Come direbbe Pippo Baudo, si trattava quindi di una famiglia davvero felice, di quelle che al "mulino bianco" gli fanno un baffo (staliniano).
Ma come sempre accade in questi casi, oscure nuvole iniziavano ad addensarsi all'orizzonte. Quell'oasi di pace e serenità non sarebbe durata a lungo.

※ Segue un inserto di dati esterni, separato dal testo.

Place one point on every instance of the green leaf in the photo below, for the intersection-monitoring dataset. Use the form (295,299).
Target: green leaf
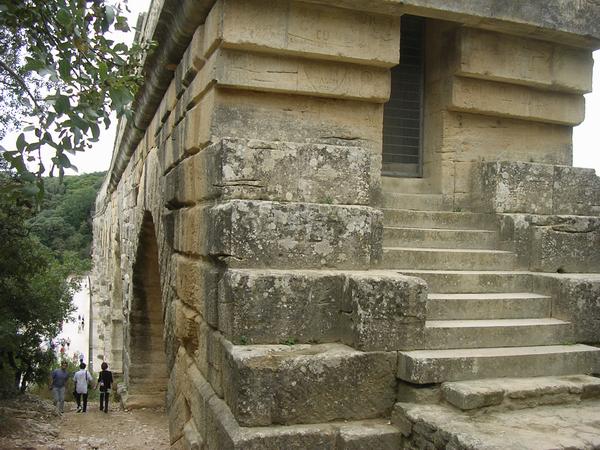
(21,143)
(64,69)
(64,18)
(120,97)
(62,105)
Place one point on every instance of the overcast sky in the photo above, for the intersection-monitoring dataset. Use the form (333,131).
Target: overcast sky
(586,137)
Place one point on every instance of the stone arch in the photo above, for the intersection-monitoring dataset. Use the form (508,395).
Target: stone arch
(145,362)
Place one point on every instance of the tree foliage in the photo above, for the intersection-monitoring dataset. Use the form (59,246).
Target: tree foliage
(35,291)
(64,223)
(63,73)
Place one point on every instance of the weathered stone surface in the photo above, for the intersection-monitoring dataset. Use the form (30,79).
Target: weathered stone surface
(518,393)
(576,191)
(195,283)
(263,72)
(267,234)
(280,384)
(438,426)
(501,57)
(294,27)
(514,187)
(268,306)
(566,248)
(387,311)
(510,100)
(575,298)
(278,171)
(378,436)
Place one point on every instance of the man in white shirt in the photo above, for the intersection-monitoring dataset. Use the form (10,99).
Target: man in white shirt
(81,378)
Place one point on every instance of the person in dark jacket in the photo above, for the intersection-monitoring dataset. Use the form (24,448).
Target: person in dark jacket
(105,382)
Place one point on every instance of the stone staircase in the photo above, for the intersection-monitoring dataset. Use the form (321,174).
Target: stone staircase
(483,319)
(490,339)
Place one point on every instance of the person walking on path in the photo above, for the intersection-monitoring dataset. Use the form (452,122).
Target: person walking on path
(58,383)
(81,378)
(104,383)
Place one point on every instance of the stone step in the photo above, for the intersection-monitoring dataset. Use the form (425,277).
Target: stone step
(439,238)
(301,384)
(473,281)
(438,366)
(138,401)
(438,219)
(447,259)
(418,202)
(505,305)
(517,393)
(406,185)
(461,334)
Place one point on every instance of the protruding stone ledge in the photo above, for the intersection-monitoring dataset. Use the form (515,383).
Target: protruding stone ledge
(510,59)
(279,384)
(510,100)
(316,31)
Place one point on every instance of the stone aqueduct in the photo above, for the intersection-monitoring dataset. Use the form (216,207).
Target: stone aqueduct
(246,272)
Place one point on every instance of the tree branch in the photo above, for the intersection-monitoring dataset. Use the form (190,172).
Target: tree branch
(20,81)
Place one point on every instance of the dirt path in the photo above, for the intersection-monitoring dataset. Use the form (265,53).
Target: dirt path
(32,423)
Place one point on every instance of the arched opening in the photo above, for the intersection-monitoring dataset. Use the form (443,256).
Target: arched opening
(146,373)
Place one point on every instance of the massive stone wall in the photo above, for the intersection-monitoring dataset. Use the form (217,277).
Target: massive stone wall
(241,209)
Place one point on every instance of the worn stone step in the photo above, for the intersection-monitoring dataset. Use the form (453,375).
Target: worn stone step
(447,259)
(439,238)
(438,366)
(473,281)
(418,202)
(504,305)
(279,384)
(517,393)
(461,334)
(441,426)
(438,219)
(138,401)
(407,185)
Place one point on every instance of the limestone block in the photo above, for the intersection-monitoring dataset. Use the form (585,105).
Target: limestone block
(280,384)
(201,354)
(285,171)
(571,246)
(509,100)
(576,191)
(194,179)
(513,187)
(285,74)
(295,235)
(236,168)
(197,124)
(195,283)
(377,436)
(502,57)
(185,325)
(554,243)
(310,30)
(191,230)
(387,310)
(268,306)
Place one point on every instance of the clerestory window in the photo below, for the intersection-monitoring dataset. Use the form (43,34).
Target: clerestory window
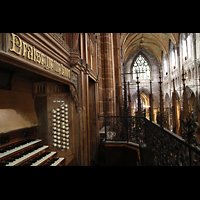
(142,67)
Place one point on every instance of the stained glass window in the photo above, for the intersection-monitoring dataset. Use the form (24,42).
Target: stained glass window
(142,67)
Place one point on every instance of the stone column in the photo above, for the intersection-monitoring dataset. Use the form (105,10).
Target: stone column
(117,65)
(108,73)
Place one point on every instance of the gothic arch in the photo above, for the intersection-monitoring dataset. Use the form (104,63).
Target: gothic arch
(141,53)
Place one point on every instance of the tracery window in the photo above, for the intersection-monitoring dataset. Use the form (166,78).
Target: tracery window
(142,67)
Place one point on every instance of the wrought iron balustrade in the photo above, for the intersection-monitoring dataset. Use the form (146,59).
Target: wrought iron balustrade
(168,149)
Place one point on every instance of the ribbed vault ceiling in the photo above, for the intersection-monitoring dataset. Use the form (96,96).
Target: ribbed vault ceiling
(152,42)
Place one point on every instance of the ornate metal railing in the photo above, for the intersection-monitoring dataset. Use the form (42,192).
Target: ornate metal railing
(168,149)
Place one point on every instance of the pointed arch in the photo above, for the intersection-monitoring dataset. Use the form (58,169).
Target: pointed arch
(141,65)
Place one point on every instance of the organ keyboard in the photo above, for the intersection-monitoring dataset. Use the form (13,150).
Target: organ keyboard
(28,152)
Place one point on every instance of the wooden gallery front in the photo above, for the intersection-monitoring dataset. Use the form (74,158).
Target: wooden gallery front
(50,95)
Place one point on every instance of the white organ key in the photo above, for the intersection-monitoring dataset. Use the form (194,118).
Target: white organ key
(19,148)
(17,161)
(43,159)
(57,162)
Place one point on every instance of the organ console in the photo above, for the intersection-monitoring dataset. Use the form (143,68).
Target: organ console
(38,101)
(20,151)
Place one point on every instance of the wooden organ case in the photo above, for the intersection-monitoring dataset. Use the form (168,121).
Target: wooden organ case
(54,107)
(38,101)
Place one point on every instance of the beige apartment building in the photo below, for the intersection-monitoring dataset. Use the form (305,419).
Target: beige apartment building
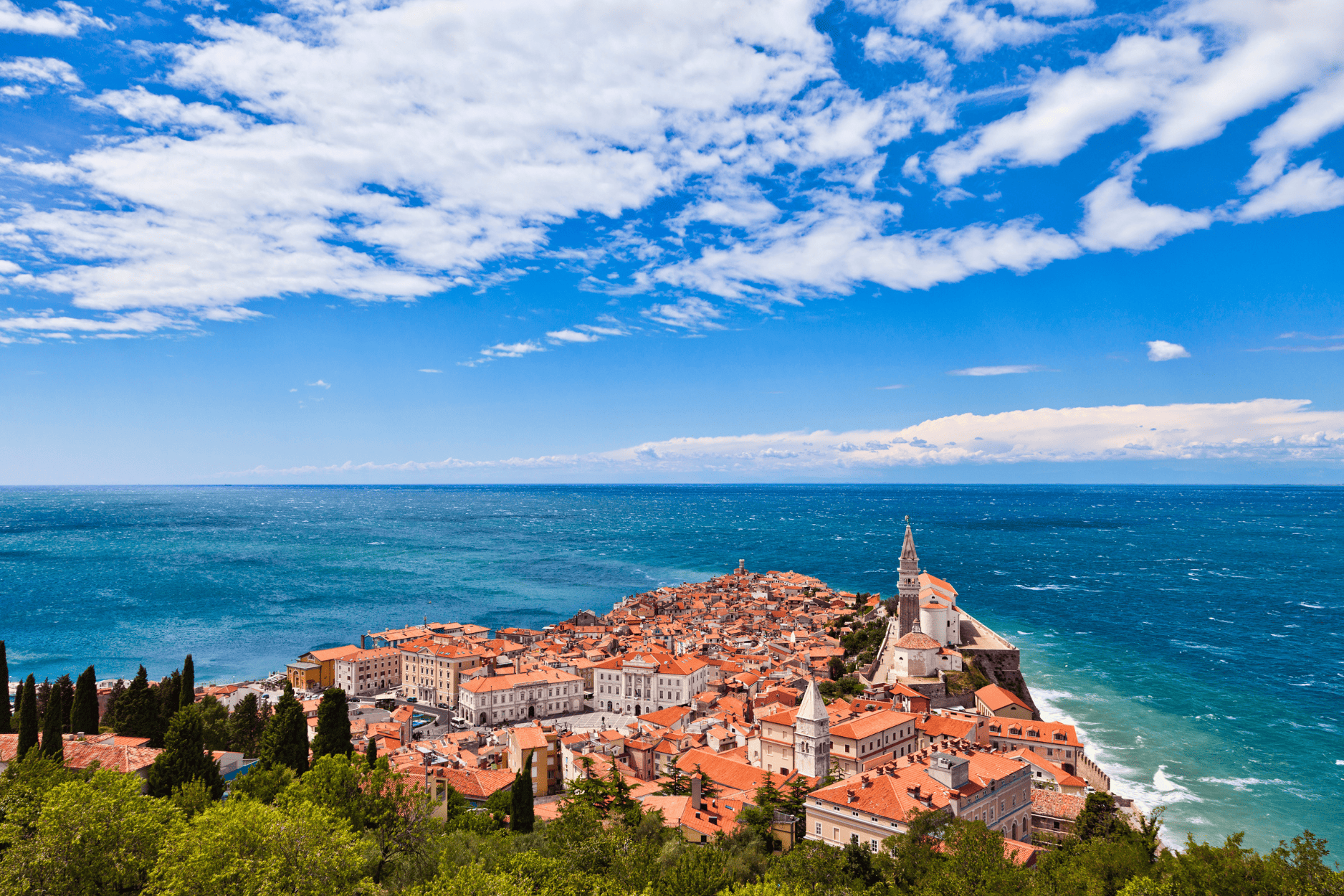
(537,693)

Non mi va, infatti, di dire come successe (non ne ho voglia e non sono cazzi vostri) ma, come un fulmine a ciel sereno (anche se le nuvole nere erano all'orizzonte) arrivò la peggiore delle notizie possibili. Sì cari miei, proprio quello che pensate: per quanto orribile fosse scoprirlo, dovettero accettare di non essere parenti. E quindi, Edmondo non era padre di Marcella e tantomeno di Piergiacomo (che quindi non fece in tempo a crescere e ad incularsi il padre), Giovanna neppure, e non era neppure figlia di Carla, che quindi non era nonna di Giangiacomo e tantomeno di Marcella. Per la disperazione di Pippo Baudo, quella non era per niente una famiglia felice: non era più una famiglia e la felicità evaporò come una pozzanghera di sborra in mezzo al deserto del Sahara.